Pros and Cons – and things I’ll always miss just a little
Truthfully, I couldn’t handle more than three kids. In fact, if I really think about it, I really only held my shit together when it was just my firstborn, Luca, and I. I am a highly strung kinda gal and lots of noise and activity makes me verrry tense. Three kids is, in a nutshell, lots of noise and activity. I am one argument over who gets to hold the remote control away from complete breakdown. So three kids: THE END. Or else the children will wonder why the men in white coats took Mummy away.
And yep, money never came into our original decision to have three kids, but it really would be bonkers for us to bring another little person into the world. I have finally refocused on my career and might actually make some coin. Some coin! Then there’s the fact that all three kids are now at school. No one wears a nappy. Sometimes the kids even make their own breakfasts! This just seems like a sweet spot to be in.
But I don’t think I will ever get over the adorableness of newborn babies. It’s been almost 6 years since I held my last one and still, if I see a freshy all swaddled up, my heart just aches. I want to snatch them out of their mother’s arms and sniff the top of their heads like a crazy person. The idea of a baby to snuggle, to breastfeed and rock to sleep? Heaven! I could take flatlay pictures with my swaddled baby lying next to a milestone card for my Instagram feed! That wasn’t a thing when my babies were babies, dammit!

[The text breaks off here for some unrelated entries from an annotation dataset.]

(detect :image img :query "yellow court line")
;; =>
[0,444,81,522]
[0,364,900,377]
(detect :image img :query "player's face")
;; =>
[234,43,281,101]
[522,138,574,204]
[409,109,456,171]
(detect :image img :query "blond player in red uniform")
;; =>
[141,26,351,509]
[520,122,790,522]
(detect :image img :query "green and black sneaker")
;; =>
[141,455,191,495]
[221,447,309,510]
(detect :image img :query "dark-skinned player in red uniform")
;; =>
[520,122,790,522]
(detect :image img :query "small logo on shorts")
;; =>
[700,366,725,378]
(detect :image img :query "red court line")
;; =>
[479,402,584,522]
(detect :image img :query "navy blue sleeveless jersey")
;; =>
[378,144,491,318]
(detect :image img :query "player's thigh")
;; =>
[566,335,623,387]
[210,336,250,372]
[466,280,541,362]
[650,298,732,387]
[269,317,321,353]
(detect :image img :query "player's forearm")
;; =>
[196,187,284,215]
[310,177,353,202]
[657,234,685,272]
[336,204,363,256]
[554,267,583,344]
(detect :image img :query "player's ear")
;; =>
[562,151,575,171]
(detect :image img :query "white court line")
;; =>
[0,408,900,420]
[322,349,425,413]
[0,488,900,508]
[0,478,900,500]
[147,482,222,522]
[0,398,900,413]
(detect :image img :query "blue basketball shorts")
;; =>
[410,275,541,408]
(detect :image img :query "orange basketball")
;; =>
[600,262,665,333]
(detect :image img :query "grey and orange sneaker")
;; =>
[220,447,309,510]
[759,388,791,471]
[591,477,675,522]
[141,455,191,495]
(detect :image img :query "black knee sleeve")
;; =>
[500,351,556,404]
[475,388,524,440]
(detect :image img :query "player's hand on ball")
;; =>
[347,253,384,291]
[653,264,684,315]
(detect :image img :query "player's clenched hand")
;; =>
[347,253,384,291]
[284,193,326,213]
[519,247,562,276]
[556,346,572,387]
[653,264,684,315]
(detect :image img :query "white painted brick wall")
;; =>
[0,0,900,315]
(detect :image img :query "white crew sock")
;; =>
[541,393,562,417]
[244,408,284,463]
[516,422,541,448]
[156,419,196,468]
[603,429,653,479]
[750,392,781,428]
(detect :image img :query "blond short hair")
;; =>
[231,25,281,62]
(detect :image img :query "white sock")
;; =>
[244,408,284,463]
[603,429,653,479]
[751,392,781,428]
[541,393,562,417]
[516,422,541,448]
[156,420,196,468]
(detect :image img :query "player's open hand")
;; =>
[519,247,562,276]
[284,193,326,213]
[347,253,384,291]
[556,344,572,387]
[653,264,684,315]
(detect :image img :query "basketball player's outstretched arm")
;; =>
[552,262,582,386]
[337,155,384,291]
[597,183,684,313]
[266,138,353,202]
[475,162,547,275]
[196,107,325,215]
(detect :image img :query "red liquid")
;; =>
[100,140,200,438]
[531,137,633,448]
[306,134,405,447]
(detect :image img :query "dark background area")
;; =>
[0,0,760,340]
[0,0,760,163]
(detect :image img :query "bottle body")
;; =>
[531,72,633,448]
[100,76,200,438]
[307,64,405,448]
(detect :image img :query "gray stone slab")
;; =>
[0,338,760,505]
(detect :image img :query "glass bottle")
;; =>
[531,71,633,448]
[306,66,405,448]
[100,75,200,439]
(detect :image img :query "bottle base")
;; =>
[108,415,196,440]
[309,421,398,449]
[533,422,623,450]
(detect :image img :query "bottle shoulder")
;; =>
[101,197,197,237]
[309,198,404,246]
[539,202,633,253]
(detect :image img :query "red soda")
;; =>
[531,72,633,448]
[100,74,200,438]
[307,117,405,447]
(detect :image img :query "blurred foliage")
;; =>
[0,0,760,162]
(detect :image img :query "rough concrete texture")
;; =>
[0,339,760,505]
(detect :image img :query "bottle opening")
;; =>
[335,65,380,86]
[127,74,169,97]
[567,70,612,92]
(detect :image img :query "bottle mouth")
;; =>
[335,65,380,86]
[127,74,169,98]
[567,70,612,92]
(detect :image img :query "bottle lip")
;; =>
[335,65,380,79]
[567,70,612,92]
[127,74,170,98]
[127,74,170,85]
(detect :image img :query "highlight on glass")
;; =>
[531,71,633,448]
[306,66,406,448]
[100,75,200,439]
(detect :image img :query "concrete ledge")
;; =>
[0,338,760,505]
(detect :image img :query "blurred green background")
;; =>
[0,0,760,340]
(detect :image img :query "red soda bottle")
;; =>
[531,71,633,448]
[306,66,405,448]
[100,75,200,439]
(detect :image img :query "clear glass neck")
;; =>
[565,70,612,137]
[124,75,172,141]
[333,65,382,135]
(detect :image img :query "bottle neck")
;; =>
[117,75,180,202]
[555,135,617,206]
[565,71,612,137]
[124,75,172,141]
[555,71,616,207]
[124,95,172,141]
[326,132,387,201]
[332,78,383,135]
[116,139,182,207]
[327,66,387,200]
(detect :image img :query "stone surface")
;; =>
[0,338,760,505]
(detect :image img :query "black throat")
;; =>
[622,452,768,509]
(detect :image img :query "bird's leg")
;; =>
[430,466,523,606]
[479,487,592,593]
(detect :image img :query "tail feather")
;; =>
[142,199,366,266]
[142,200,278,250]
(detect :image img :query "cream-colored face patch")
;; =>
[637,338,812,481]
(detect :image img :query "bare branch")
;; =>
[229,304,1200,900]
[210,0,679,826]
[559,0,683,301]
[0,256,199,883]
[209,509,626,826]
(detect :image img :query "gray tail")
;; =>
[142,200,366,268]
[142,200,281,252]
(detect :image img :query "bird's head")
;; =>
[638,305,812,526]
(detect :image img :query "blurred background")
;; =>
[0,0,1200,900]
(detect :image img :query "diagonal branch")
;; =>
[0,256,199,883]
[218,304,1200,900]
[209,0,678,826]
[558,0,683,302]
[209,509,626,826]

Oh, and pregnancy. Pregnancy! Admittedly, I did bitch and moan throughout the entire 9 months of each of my pregnancies but that’s just part of the fun. There is no other experience that comes close to feeling a baby grow and move within you. It’s a magic that can’t be replicated and I will always feel a certain sadness at knowing I won’t ever experience that magic again. Even the idea of never going through childbirth again makes me nostalgic. I know. Weird.
But I find myself noticing mums of very young kids and my blood runs cold. Mums with bubs on the hip, hauling prams in and out of cars, holding one hand out to receive toddler’s mushed banana, calling after pre-schoolers absconding on lightning fast legs. How do they do it???? How did I do it?? I feel exhausted just contemplating returning to that life again. We are so far past that stage that the bittersweetness of those days now gone can’t match the ease and relative freedom of life now. My kids are less attached to me and I am genuinely relieved. I don’t understand how I survived the intensity of early motherhood in the first place. It’s a distant, blurry memory.
Three Little Ducks in a Row
When people ask me if I’m having more kids, I don’t hesitate. It’s a confident hell no. As each childhood milestone passes, I momentarily mourn what has passed but mostly, I celebrate what is to come. I am feeling more myself than I have in years and it feels incredible. And most importantly, when I look at my beautiful kids, three little ducks in a row, I feel an overwhelming sense of wholeness. No-one is missing. They’re all here. And it’s more magnificent than I could ever have dreamed.